Leaps and Bounds: India’s changing attitudes towards homosexuality

By Sandhya Maddali

Last year, on Sep. 6, 2018, India declared the application of Section 337 on homosexuality unconstitutional, effectively decriminalizing homosexuality in the country. Section 337, which makes sexual acts “against the order of nature” illegal, seems to be neutral at face value. The meaning of the section is a gray area in certain perspectives because it is partially based on the reader’s interpretation, but it did assist in justifying the discrimination against homosexual communities. Today, Section 377 is still applied in instances of beastiality and sex with minors.

This battle to declare Section 337 as unconstitutional was a long-standing one, and it first began with the Naz Foundation, a non-governmental organization focused on raising awareness about sexual health that took the case to the High Court of Delhi in 2009. For the first time in India’s history, the application of Section 377 to homosexuality was considered unconstitutional.

Later, in 2013, this ruling was overturned by the verdict of Suresh Kumar Koushal v.
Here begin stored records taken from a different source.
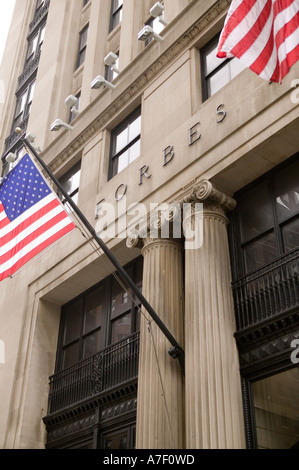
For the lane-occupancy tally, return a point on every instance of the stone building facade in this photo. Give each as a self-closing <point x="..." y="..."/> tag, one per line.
<point x="215" y="149"/>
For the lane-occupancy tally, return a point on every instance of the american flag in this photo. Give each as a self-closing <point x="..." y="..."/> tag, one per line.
<point x="264" y="35"/>
<point x="31" y="217"/>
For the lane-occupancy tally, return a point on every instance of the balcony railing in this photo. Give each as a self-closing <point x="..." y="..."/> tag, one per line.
<point x="112" y="367"/>
<point x="268" y="291"/>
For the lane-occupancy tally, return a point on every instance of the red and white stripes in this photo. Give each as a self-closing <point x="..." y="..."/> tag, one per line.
<point x="264" y="35"/>
<point x="32" y="232"/>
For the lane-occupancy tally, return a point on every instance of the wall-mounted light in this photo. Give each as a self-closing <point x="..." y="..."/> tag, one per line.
<point x="157" y="11"/>
<point x="148" y="32"/>
<point x="71" y="102"/>
<point x="100" y="81"/>
<point x="58" y="124"/>
<point x="111" y="60"/>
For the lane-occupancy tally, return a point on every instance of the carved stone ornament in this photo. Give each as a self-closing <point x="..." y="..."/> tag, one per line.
<point x="163" y="222"/>
<point x="213" y="200"/>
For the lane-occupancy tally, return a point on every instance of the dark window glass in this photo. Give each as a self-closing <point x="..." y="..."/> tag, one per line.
<point x="110" y="74"/>
<point x="120" y="438"/>
<point x="35" y="45"/>
<point x="217" y="72"/>
<point x="276" y="409"/>
<point x="125" y="143"/>
<point x="70" y="182"/>
<point x="290" y="234"/>
<point x="101" y="316"/>
<point x="23" y="105"/>
<point x="82" y="46"/>
<point x="116" y="13"/>
<point x="268" y="217"/>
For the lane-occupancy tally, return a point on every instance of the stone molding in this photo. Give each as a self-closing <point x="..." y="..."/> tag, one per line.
<point x="142" y="81"/>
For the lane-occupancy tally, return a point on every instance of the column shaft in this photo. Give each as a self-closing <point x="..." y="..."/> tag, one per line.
<point x="214" y="418"/>
<point x="160" y="420"/>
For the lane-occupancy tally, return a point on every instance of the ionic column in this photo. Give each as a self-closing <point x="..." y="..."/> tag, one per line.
<point x="214" y="416"/>
<point x="160" y="398"/>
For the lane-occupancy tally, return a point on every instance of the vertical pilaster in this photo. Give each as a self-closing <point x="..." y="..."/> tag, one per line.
<point x="160" y="399"/>
<point x="214" y="417"/>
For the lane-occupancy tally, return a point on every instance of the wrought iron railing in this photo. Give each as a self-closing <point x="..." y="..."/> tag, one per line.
<point x="268" y="291"/>
<point x="112" y="367"/>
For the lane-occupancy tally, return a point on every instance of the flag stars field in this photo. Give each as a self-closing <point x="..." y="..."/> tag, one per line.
<point x="31" y="217"/>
Naz Foundation. Their justification was that India did not have many members of the LGBTQ+ community in the first place, so the involvement of the judicial system was largely unnecessary. This set the LGBTQ+ community in India right back to square one, until Menaka Guruswamy and Arundhati Katju came along to push the fight.

In the monumental case, Navtej Singh Johar & Ors. v. Union of India thr. Secretary Ministry of Law and Justice, the two women played very significant roles in arguing for the final verdict on the unconstitutionality of Section 377. There was also a personal stake in this for them because the two women were in a relationship themselves, which was revealed in an interview with CNN’s Fareed Zakaria.
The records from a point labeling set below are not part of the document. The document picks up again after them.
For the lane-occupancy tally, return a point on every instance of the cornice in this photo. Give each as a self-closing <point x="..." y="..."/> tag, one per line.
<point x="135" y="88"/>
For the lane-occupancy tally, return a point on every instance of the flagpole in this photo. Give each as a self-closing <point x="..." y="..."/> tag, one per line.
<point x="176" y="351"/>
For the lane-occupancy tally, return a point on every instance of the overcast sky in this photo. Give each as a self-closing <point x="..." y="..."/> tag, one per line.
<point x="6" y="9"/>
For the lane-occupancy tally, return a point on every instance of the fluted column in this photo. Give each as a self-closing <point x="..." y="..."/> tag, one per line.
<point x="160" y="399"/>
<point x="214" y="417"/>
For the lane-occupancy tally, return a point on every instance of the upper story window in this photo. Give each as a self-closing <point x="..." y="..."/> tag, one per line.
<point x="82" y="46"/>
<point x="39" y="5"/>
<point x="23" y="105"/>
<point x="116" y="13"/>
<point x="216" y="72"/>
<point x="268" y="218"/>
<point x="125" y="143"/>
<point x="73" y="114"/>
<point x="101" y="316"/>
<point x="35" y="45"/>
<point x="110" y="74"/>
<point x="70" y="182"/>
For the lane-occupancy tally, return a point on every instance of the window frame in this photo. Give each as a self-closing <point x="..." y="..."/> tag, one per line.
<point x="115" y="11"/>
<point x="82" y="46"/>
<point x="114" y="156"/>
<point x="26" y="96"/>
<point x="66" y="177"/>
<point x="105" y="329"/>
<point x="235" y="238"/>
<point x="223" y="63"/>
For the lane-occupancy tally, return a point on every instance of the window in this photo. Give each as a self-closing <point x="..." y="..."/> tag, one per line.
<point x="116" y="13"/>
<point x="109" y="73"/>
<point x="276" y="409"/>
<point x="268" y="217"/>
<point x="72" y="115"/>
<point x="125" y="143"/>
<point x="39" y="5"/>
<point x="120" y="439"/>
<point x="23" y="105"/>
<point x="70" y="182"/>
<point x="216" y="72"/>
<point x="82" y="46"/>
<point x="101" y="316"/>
Today, both are accomplished lawyers. Menaka Guruswamy attended Harvard, Oxford, and the National Law School of India University, while Arundhati Katju attended both Columbia and National Law School of India University as well.

This monumental decision by the court is a huge turning point for India’s LGBTQ+ community. Though many people in India still possess homophobic ideals, the judiciary recognition of same-sex relationships is a big step in the right direction.